Stagecoach today reported higher annual profits, despite the bus and rail operator facing losing three important rail franchises that could wipe off £1 billion from its books going forward. 

The company sued the British transport authority last month for disqualifying it from contracts.

It said today that pre-tax profit from continuing operations rose to £132.9m for the year ended April 27 from £128.3m a year earlier. 

"We continue to focus on driving growth at our core high quality bus and coach operations in the UK, but we have no intention to bid for new UK rail franchises on the current risk profile offered by the Department for Transport," Chief Executive Martin Griffiths said. 

Stagecoach's bids to renew existing East Midlands and West Coast rail franchises with partners were disqualified over pension responsibility concerns, leading Stagecoach to sue the British transport authority along with partners SNCF and Virgin. 
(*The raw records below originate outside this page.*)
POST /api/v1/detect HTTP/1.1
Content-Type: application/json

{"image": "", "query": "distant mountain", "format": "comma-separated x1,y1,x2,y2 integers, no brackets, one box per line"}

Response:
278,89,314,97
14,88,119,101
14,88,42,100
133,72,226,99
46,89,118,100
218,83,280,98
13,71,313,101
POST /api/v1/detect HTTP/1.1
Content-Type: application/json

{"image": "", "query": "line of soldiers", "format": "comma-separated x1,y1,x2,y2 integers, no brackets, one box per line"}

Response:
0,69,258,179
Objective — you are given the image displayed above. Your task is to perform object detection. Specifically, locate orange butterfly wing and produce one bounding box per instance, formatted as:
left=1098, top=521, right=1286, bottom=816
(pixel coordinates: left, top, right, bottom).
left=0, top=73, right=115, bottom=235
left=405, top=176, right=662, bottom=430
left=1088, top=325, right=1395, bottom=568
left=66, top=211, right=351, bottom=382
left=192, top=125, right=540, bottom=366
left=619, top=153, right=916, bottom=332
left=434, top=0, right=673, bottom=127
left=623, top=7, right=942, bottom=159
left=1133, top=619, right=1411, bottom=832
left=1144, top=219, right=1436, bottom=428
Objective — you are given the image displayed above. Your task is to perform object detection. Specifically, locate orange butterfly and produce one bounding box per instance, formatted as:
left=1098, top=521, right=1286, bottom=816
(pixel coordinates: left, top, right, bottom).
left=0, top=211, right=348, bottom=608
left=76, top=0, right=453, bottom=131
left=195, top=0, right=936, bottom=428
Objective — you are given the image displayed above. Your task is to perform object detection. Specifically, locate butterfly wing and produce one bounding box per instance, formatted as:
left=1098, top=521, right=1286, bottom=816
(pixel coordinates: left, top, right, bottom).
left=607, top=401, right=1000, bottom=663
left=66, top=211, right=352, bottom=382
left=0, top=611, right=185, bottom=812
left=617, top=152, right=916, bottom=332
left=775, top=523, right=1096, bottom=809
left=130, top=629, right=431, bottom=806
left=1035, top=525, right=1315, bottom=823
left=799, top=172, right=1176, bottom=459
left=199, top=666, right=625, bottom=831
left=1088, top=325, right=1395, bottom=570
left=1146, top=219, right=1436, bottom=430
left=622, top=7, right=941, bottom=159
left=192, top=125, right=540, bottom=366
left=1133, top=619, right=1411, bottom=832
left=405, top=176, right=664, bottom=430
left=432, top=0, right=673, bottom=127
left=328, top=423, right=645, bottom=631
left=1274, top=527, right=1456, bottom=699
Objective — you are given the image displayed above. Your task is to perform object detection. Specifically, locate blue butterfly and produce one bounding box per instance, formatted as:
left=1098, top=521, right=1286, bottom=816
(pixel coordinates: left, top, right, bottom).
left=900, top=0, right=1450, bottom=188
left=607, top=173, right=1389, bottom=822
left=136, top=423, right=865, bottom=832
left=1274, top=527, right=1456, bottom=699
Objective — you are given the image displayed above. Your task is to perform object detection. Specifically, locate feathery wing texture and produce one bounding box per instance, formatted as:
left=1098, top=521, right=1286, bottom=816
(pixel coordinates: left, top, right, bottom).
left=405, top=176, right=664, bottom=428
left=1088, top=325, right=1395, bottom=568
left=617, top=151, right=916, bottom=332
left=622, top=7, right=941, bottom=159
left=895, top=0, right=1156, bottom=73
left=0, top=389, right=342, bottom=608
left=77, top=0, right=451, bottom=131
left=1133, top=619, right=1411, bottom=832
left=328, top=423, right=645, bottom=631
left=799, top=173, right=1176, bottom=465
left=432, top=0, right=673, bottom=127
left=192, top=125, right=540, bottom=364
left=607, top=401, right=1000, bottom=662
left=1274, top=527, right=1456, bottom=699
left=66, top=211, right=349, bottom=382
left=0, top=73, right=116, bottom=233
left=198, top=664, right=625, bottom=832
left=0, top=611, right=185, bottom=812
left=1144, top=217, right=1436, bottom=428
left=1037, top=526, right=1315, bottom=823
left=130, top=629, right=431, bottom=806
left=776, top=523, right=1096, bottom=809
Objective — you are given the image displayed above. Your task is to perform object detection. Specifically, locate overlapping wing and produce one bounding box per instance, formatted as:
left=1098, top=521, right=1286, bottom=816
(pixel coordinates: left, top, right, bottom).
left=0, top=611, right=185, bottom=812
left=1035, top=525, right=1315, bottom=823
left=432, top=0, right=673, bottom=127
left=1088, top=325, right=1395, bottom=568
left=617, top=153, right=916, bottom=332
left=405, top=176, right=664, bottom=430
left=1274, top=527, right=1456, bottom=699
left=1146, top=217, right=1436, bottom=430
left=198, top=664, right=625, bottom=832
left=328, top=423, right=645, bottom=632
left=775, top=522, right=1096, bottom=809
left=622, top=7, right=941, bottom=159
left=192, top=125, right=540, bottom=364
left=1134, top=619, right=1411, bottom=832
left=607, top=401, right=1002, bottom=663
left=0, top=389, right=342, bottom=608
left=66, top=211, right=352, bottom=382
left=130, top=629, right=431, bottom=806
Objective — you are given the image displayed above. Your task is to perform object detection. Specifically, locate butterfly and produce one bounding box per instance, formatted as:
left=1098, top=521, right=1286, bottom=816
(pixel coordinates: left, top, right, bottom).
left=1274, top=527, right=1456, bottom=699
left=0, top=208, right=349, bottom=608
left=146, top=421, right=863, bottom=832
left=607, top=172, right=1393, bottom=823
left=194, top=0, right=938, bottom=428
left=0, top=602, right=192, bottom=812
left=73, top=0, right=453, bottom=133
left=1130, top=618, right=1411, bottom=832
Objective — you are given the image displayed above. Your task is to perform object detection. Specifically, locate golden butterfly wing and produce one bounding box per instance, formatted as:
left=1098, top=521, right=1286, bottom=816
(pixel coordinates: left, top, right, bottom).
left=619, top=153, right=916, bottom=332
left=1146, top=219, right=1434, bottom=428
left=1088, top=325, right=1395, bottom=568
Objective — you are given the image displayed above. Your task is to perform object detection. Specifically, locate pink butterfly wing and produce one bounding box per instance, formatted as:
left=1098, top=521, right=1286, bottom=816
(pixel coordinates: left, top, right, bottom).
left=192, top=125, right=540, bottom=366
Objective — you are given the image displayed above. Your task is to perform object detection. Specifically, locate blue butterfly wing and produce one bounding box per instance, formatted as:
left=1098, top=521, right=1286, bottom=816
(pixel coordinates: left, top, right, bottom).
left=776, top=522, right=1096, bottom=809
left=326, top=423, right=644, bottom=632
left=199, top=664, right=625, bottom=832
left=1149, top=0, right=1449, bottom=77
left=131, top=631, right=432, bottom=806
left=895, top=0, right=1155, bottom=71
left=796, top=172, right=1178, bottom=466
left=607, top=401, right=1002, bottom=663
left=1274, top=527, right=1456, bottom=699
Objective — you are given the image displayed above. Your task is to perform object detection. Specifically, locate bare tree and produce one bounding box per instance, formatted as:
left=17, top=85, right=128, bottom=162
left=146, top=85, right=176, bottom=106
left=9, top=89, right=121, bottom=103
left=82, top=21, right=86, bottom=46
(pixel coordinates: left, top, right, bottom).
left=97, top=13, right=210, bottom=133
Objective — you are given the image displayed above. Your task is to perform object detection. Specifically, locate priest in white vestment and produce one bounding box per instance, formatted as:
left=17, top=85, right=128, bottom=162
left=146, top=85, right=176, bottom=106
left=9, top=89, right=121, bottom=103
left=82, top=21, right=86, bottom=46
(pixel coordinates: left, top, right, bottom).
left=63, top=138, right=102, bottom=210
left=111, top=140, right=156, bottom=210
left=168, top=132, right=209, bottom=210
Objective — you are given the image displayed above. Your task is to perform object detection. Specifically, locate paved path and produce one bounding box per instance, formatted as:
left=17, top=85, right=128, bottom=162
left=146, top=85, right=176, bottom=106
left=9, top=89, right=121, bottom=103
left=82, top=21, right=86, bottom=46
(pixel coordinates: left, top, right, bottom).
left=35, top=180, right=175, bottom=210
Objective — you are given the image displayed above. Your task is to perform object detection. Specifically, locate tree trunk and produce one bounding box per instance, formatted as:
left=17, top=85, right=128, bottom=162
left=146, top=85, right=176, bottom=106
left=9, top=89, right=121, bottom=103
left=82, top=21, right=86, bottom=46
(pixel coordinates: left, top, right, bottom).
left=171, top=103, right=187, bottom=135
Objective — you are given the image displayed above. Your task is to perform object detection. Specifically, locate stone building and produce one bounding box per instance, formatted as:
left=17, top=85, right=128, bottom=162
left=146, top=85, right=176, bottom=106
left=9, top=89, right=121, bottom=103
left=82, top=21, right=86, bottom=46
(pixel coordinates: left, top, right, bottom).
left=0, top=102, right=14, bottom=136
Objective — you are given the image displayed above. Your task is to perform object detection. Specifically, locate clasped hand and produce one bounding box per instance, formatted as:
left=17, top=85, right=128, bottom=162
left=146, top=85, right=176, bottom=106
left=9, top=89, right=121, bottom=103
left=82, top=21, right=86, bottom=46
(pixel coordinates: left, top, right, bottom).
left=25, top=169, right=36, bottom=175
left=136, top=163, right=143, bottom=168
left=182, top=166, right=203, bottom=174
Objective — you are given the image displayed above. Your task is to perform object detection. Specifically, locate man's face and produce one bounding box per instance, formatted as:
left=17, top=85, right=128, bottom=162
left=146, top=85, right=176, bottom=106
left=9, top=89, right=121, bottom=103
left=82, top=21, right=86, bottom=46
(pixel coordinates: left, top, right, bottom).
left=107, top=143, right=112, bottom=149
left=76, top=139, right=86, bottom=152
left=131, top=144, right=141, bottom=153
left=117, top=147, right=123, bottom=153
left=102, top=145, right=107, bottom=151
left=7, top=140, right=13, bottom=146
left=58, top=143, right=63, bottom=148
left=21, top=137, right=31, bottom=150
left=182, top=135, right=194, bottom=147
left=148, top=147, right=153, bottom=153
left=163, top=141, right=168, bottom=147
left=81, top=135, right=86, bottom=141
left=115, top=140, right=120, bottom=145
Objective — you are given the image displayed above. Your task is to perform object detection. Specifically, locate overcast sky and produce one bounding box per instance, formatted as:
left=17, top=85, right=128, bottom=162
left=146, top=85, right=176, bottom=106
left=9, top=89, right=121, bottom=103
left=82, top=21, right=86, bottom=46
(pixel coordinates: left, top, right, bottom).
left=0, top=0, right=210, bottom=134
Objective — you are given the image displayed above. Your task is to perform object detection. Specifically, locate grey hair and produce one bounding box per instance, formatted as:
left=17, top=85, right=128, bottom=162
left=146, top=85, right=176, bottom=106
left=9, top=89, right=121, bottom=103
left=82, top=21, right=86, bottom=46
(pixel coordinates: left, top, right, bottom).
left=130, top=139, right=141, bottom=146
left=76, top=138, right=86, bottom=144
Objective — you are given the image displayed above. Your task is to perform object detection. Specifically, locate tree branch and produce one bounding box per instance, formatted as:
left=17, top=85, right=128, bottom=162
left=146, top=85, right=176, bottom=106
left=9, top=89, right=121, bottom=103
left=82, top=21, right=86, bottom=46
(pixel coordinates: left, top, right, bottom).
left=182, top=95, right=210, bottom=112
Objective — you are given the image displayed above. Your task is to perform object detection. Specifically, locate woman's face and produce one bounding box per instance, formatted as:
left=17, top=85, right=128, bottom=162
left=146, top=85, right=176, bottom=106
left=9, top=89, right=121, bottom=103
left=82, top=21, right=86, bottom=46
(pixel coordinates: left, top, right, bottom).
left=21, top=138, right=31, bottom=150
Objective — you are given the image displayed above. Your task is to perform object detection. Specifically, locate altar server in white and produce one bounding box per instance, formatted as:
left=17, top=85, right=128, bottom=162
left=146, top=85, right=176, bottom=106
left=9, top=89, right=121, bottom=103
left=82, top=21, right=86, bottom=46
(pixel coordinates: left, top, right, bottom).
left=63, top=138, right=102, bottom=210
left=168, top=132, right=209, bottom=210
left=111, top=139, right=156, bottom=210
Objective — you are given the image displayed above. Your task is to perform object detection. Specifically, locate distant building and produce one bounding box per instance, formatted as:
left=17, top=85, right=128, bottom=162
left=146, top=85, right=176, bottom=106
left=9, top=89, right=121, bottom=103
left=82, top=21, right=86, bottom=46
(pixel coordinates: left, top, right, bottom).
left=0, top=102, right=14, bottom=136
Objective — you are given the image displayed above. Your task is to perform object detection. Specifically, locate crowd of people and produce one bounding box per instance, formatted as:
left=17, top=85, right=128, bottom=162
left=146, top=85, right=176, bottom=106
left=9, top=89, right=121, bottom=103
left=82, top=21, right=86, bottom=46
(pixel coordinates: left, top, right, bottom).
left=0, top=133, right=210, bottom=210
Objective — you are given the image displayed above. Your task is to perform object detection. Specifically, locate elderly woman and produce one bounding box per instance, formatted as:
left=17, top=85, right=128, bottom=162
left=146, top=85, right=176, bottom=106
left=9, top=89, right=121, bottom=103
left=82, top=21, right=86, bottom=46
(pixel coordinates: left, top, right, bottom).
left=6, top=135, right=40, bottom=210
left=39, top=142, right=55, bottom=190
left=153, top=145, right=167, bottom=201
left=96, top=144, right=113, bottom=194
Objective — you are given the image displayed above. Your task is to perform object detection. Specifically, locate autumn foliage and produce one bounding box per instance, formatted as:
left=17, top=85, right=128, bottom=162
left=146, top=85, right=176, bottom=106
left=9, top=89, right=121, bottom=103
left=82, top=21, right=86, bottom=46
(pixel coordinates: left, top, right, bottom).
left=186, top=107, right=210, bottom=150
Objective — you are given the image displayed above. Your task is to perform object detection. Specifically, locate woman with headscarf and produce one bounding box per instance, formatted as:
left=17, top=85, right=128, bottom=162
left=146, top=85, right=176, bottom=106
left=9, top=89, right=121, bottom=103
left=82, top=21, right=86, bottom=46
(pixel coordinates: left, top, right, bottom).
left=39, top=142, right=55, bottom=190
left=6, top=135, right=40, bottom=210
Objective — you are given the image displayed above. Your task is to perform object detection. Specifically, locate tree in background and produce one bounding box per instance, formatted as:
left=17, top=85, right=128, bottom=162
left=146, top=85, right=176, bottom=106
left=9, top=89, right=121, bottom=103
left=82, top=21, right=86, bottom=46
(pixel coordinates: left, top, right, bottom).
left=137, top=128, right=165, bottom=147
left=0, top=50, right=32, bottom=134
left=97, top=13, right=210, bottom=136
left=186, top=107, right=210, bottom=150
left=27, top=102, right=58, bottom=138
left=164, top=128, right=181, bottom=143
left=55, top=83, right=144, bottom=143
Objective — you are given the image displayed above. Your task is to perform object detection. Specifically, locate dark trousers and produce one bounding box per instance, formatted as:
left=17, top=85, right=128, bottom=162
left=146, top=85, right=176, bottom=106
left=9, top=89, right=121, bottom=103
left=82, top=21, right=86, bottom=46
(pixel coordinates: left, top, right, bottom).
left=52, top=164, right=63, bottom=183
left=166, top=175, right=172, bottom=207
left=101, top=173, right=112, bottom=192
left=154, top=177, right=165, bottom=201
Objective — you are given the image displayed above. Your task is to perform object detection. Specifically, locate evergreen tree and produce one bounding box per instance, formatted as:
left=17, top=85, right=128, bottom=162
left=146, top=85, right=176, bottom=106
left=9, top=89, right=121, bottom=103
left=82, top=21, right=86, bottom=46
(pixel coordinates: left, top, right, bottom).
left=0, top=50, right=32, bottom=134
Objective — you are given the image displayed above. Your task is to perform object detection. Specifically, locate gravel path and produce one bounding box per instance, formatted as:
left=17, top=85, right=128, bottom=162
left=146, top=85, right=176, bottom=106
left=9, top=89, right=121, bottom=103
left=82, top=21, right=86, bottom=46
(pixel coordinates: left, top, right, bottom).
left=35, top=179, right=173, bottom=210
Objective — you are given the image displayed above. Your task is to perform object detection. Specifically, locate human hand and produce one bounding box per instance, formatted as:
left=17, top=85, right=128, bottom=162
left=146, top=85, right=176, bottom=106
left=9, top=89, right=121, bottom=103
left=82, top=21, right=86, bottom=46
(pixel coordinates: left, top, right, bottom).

Without the three franchises, Stagecoach could lose its UK rail business, which rakes in almost half of its revenue. Operating profit for 2019-2020 from the business is expected to be minimal. 

Annual revenue from continuing operations fell 33.3% to £1.88 billion mainly due to two franchises ending. 

Revenue from Stagecoach's UK bus business was higher even though over recent years Britons have relied less on buses as they shop more online and change their working patterns.